Sin embargo, ¿ves cómo estos versículos de Hebreos 10 se oponen con firmeza a esa clase de pensamientos? La sangre de Jesús no solo nos introduce furtivamente a la presencia de Dios, sino que de hecho nos da todo el derecho del universo a estar allí, y a estar allí con confianza y gozo. Por lo tanto, la obra de Cristo en favor nuestro en verdad crea confianza y seguridad; es una fuente de seguridad. Mientras más la entendamos, nos aferremos a ella y la amemos, mayor será nuestra sensación de confianza y seguridad. La realidad es que nuestras mentes y corazones siempre van a buscar una manera de hallar confianza en nosotros mismos. Más que cualquier otra cosa, estamos desesperados por justificar nuestra presencia ante el trono de Dios, por mostrarle al universo, y tal vez hasta a Dios mismo, que incluso si somos salvos por gracia, en el fondo Dios tomó una buena decisión. Queremos que primero quede claro que ese es nuestro lugar para después entrar a la presencia de Dios con confianza. No obstante, el autor de Hebreos claramente condena esa clase de pensamientos. Debemos estar en la presencia de Dios con confianza y seguridad, dice él, pero no porque hayamos pagado nuestras propias deudas ni demostrado de qué estamos hechos. Estamos allí con confianza solamente por lo que Jesús hizo por nosotros. Nuestra confianza de que ese es nuestro lugar, la presencia de Dios, no es confianza en nosotros mismos; es confianza en Cristo.

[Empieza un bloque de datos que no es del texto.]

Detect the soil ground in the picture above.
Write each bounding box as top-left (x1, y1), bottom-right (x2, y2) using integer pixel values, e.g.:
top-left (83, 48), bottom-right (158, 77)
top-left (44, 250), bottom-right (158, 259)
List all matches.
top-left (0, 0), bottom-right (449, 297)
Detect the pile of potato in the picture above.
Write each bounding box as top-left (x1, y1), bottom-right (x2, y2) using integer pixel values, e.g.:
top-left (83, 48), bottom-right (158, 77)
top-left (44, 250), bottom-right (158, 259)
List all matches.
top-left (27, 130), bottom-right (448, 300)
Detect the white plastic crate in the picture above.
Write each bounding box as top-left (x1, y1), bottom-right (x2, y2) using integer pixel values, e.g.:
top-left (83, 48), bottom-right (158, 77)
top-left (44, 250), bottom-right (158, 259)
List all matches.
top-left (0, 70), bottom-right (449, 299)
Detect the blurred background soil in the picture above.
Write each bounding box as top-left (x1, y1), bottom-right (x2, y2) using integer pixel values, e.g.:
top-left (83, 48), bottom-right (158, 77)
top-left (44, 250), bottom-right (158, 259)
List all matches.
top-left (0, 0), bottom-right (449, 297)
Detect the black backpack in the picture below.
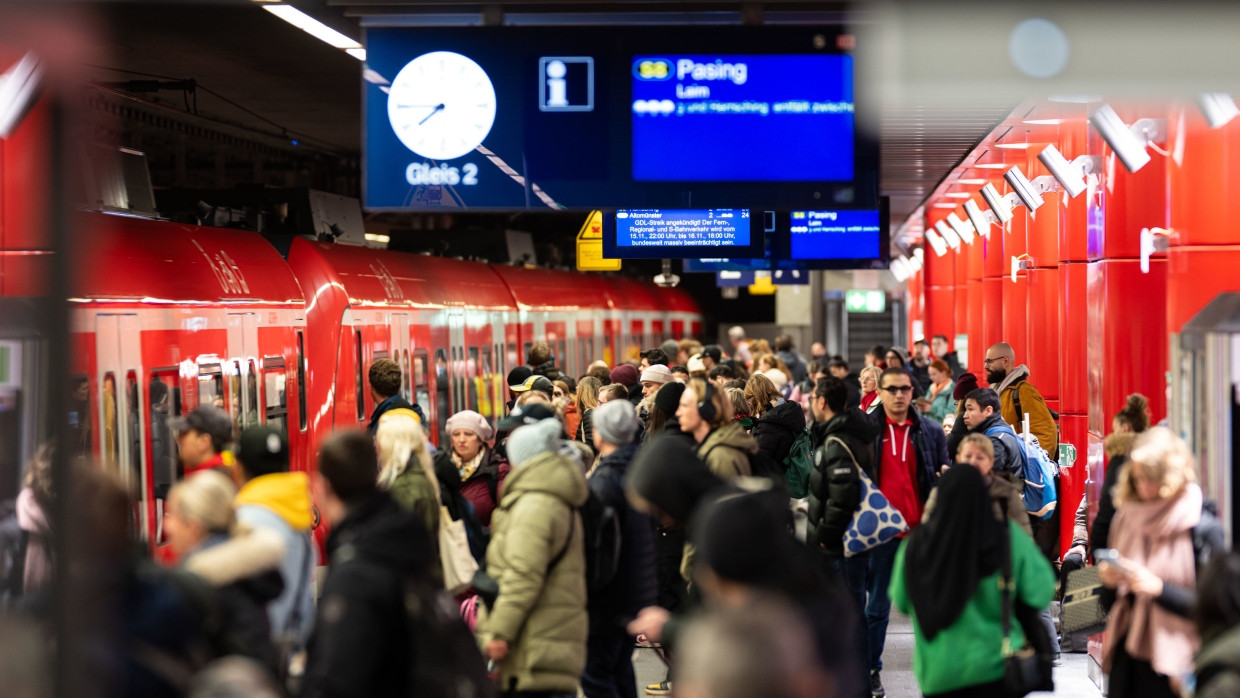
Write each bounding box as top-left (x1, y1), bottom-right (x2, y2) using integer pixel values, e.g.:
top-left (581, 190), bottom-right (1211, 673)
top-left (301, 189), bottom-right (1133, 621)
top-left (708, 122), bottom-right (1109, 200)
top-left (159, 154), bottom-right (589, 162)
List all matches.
top-left (548, 490), bottom-right (622, 593)
top-left (403, 577), bottom-right (496, 698)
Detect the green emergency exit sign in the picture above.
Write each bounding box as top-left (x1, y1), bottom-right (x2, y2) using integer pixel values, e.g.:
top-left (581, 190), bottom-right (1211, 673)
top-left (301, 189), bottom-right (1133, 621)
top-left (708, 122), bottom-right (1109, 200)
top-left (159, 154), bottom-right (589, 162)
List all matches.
top-left (846, 290), bottom-right (886, 313)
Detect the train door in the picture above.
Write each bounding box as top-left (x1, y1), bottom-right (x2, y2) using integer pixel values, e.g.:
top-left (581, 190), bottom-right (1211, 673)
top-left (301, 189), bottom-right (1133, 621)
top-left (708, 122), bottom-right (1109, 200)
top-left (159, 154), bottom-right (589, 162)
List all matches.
top-left (227, 313), bottom-right (260, 432)
top-left (390, 313), bottom-right (412, 404)
top-left (96, 314), bottom-right (149, 539)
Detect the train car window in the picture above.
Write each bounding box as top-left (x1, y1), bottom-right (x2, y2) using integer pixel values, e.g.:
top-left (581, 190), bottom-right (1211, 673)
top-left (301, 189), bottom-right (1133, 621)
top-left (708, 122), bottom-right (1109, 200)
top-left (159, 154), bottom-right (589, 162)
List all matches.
top-left (434, 348), bottom-right (450, 444)
top-left (296, 332), bottom-right (307, 432)
top-left (261, 358), bottom-right (288, 439)
top-left (125, 372), bottom-right (143, 495)
top-left (468, 346), bottom-right (481, 414)
top-left (452, 346), bottom-right (464, 413)
top-left (68, 374), bottom-right (91, 458)
top-left (101, 372), bottom-right (119, 472)
top-left (373, 350), bottom-right (389, 360)
top-left (483, 344), bottom-right (496, 421)
top-left (148, 371), bottom-right (178, 500)
top-left (355, 329), bottom-right (365, 422)
top-left (401, 349), bottom-right (412, 403)
top-left (413, 350), bottom-right (430, 436)
top-left (244, 360), bottom-right (260, 429)
top-left (507, 342), bottom-right (518, 372)
top-left (522, 342), bottom-right (532, 365)
top-left (229, 360), bottom-right (243, 435)
top-left (556, 339), bottom-right (567, 374)
top-left (197, 363), bottom-right (224, 411)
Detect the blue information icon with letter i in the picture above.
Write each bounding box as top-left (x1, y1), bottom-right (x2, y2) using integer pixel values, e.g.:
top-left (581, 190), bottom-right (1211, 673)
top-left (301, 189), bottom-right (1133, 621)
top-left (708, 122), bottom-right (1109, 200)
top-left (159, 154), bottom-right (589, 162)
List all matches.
top-left (539, 56), bottom-right (595, 112)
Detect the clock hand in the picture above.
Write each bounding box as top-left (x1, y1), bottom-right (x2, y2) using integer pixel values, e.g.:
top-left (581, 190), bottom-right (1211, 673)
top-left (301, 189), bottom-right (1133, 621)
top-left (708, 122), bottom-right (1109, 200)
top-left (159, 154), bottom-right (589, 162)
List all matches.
top-left (418, 103), bottom-right (446, 126)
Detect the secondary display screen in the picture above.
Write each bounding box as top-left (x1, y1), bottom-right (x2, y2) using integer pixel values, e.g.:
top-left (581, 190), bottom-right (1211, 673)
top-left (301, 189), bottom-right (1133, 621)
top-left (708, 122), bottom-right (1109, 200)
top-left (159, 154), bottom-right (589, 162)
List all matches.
top-left (363, 26), bottom-right (877, 211)
top-left (604, 208), bottom-right (764, 259)
top-left (789, 209), bottom-right (882, 259)
top-left (631, 55), bottom-right (853, 182)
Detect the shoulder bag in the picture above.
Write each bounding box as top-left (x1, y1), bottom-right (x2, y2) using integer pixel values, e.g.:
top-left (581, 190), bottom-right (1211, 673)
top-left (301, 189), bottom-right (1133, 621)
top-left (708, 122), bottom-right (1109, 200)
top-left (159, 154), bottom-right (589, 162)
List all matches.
top-left (829, 436), bottom-right (909, 558)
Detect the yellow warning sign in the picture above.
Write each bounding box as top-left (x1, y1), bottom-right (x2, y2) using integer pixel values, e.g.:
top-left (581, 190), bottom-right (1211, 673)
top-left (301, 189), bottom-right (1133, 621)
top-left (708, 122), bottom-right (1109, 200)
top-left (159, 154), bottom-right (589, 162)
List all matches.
top-left (748, 273), bottom-right (776, 295)
top-left (576, 210), bottom-right (621, 271)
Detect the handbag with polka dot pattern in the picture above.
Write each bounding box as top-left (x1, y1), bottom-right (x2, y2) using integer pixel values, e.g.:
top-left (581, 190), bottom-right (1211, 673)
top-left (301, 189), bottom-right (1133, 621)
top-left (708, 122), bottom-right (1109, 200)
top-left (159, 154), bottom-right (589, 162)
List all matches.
top-left (826, 436), bottom-right (909, 558)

De hecho, el tono de todo el mensaje del evangelio está diseñado para minar y destruir la confianza en nosotros mismos. Pablo apunta a esto mismo en Romanos 3:27, cuando pregunta: «¿Dónde, pues, está la jactancia?». Su respuesta es: «Queda excluida». La jactancia es el fruto natural y esperable de la confianza en nosotros mismos. Si creemos que estamos en la presencia de Dios por derecho propio, es totalmente natural que nos demos con una piedra en el pecho y digamos: «¡Yo hice esto!» Pero según Pablo, el evangelio, en su mismísima raíz, es hostil a esa clase de confianza en nosotros mismos.

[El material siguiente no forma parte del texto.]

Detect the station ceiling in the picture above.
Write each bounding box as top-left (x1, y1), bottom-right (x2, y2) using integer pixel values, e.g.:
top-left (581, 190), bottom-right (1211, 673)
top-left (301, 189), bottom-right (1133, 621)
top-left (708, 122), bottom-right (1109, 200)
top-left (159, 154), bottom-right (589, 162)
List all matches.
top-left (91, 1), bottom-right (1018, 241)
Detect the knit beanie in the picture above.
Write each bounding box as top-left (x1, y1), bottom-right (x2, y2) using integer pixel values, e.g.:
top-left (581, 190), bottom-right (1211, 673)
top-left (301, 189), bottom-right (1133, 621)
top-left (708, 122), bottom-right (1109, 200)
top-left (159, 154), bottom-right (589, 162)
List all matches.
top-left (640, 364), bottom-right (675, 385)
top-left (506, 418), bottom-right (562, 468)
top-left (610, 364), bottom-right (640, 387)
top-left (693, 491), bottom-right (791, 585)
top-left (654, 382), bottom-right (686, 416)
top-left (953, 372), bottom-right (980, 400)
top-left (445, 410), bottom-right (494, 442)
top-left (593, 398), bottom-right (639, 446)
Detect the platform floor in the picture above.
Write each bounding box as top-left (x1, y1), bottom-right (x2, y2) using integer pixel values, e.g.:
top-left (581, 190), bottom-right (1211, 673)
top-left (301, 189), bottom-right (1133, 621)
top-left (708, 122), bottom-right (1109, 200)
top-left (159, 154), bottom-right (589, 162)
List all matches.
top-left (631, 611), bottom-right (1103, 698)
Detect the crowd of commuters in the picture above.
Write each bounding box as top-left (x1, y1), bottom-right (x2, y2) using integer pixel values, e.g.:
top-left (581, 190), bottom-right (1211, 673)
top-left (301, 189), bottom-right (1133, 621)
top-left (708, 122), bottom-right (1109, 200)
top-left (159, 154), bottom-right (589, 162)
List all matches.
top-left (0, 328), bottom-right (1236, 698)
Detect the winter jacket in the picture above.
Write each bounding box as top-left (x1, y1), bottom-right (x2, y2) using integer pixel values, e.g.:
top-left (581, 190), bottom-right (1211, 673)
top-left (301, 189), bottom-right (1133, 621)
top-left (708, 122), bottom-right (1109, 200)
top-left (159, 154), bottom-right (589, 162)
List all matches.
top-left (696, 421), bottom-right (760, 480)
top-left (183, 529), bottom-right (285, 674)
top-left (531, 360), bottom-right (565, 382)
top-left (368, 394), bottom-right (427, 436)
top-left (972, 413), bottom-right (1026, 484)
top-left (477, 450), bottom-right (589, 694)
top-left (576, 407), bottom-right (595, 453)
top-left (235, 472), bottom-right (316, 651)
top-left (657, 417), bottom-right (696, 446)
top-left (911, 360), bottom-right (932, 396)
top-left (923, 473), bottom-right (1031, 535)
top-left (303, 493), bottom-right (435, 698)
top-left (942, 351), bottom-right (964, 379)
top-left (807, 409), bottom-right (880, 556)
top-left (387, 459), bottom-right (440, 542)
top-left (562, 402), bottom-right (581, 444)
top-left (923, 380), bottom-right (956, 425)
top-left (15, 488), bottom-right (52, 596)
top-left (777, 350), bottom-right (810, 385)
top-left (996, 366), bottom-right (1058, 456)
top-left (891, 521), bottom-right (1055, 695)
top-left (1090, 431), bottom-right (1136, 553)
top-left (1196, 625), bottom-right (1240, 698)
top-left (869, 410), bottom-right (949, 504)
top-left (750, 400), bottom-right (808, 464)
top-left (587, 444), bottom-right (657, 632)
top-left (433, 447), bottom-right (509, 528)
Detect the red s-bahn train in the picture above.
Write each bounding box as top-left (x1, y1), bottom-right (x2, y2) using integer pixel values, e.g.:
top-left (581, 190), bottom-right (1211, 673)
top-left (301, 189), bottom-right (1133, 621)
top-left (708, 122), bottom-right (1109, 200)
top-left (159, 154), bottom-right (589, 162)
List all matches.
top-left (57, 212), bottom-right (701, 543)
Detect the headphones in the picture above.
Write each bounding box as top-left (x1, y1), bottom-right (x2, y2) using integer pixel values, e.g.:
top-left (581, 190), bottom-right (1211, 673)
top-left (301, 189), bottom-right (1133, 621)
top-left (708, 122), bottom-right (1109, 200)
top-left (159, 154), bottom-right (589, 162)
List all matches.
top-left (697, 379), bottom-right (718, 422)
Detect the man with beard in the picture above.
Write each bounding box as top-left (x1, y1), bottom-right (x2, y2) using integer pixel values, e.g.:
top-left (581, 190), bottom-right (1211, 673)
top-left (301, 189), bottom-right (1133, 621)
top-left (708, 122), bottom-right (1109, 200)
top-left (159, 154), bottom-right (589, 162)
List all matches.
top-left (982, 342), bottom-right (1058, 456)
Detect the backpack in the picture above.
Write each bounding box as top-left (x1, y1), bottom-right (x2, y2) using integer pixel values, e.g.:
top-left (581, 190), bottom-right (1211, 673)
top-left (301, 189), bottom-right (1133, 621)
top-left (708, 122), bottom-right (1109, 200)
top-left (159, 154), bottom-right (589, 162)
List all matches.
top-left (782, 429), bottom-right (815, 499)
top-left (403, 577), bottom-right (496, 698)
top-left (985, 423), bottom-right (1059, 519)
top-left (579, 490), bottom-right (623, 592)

A decir verdad, el evangelio es tan hostil para la confianza en nosotros mismos que cada uno de los componentes de su mensaje combaten contra ella. Primero considera esto: uno de los aspectos más importantes que hay que entender respecto al evangelio es que es un mensaje. Si traduces la palabra griega que significa «evangelio», euangelion, el resultado literal es «buenas noticias», un mensaje que trae gozo. ¿Y cuál es ese mensaje? Es que a pesar de que somos pecadores ante el Dios que nos creó, Él ha actuado en amor al enviar a Su Hijo a vivir, morir y resucitar en nuestro lugar para que, si ponemos nuestra fe y confianza en Él, nosotros también resucitemos junto a Él, primero para andar en novedad de vida y finalmente para la vida eterna. Entonces, el evangelio es una noticia. Es un mensaje, y cada una de las partes de ese mensaje es un ataque directo contra la confianza en nosotros mismos. Veamos cómo.

Cómo nuestro pecado contra el Dios que nos creó ataca la confianza en nosotros mismos

El primer componente del evangelio es su declaración de que somos pecadores delante de Dios. Obviamente, esa no es una buena noticia, pero sitúa el contexto oscuro que las buenas nuevas vienen a contrastar. Este es el asunto: el hecho de que seamos pecadores se opone fuertemente a todas nuestras tendencias a confiar en nosotros mismos, pero no veremos esta realidad hasta que en verdad entendamos qué es realmente el pecado y qué tan profunda es su ofensa contra Dios. Uno de los mayores malentendidos frecuentes entre los cristianos es que no comprenden qué tan horrible en verdad es el pecado. Irónicamente, resulta que la comprensión inadecuada del pecado ―el no poder ver cuán catastrófica y enteramente hedemos ante Dios― termina haciendo que nuestro sentido de seguridad se corroa y debilite.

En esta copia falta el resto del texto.